J.B. had to go for follow-up appointments every six weeks following the surgery.
He admits he was nervous in the weeks and months following the injury.
“They told me if I started back early, it wouldn’t heal completely,” Mauney said. “A bull’s horn could hit me and kill me. It could make it rupture.”
Finally after four months, he had enough.
He was tired of working at a ball-bearing plant. Prior to the injury, Mauney was competing at open bull ridings in North Carolina to save enough money so that if he struggled early on in his PBR career, he could stay on the road and not have to go home empty-handed with a depleted bank account.
“I kind of debated back and forth and finally I was tired of working,” Mauney said. “I said ‘shit’ and started getting back on practice bulls. Once I got back on two or three, I got back into the groove of everything and the rest I forgot about.”
1995 PRCA bull riding champion and 1998 PBR Ring of Honor inductee Jerome Davis had been a mentor to Mauney throughout his childhood and was in attendance in Raleigh when one of his top prodigies was stepped on.
When he saw Mauney return to bull riding a few months later, it erased any doubts about how talented this Mauney kid truly was.
“You can watch a lot of guys after that and they are done,” Davis said. “I have seen a lot of guys that have a lot of talent that are 19 or 20 years old that are fearless, but to get your guts stepped in and something serious happens or get your head stomped on – I could tell he had determination and wanted to be a champion.”
Mauney started with a few practice bulls before competing at a couple of open bull ridings.
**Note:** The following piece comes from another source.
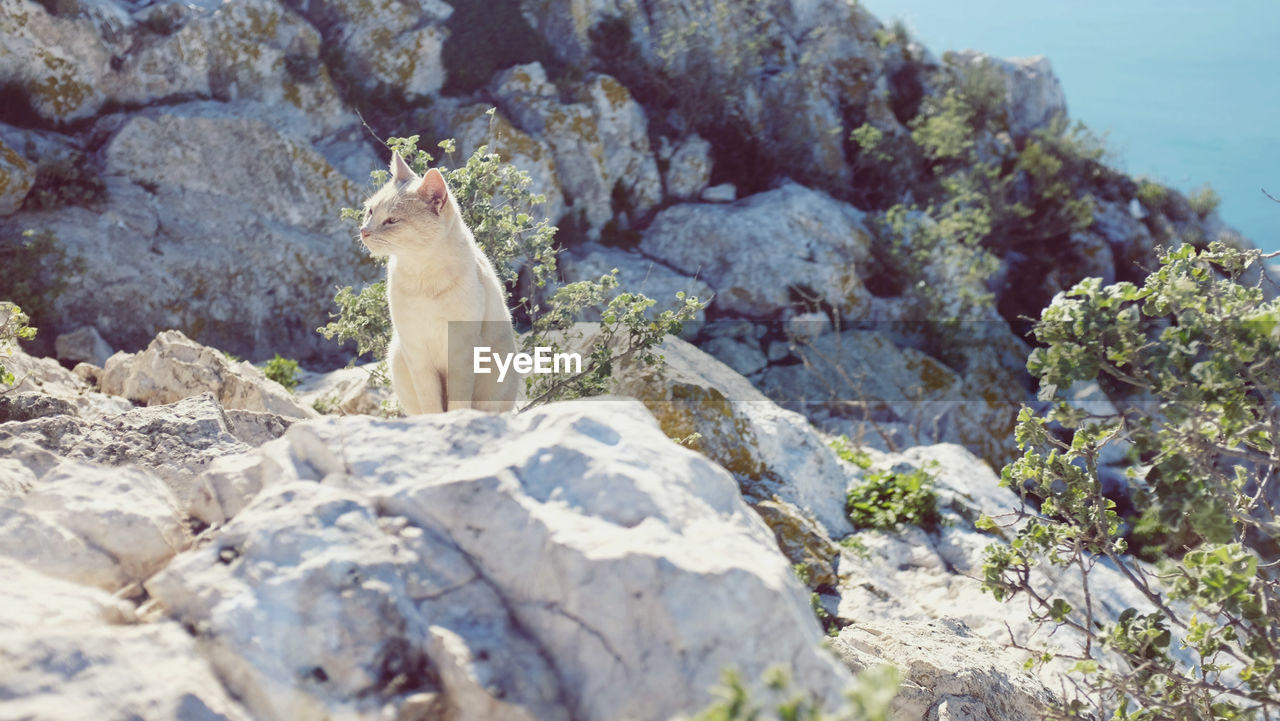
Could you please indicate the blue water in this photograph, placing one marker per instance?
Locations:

He then made his PBR debut at the Lexington, Kentucky, Touring Pro Division event in December 2005.
Two months later, he finished 3-for-3 for a second-place finish in Portland, Oregon, during his BFTS debut.
Mauney’s phone rang a week following Portland.
“I had come home and the doctors had called me that following week to tell me to come in to release me so I could go back to riding.
“I told them Dr. Mauney released me and I hung up the phone.”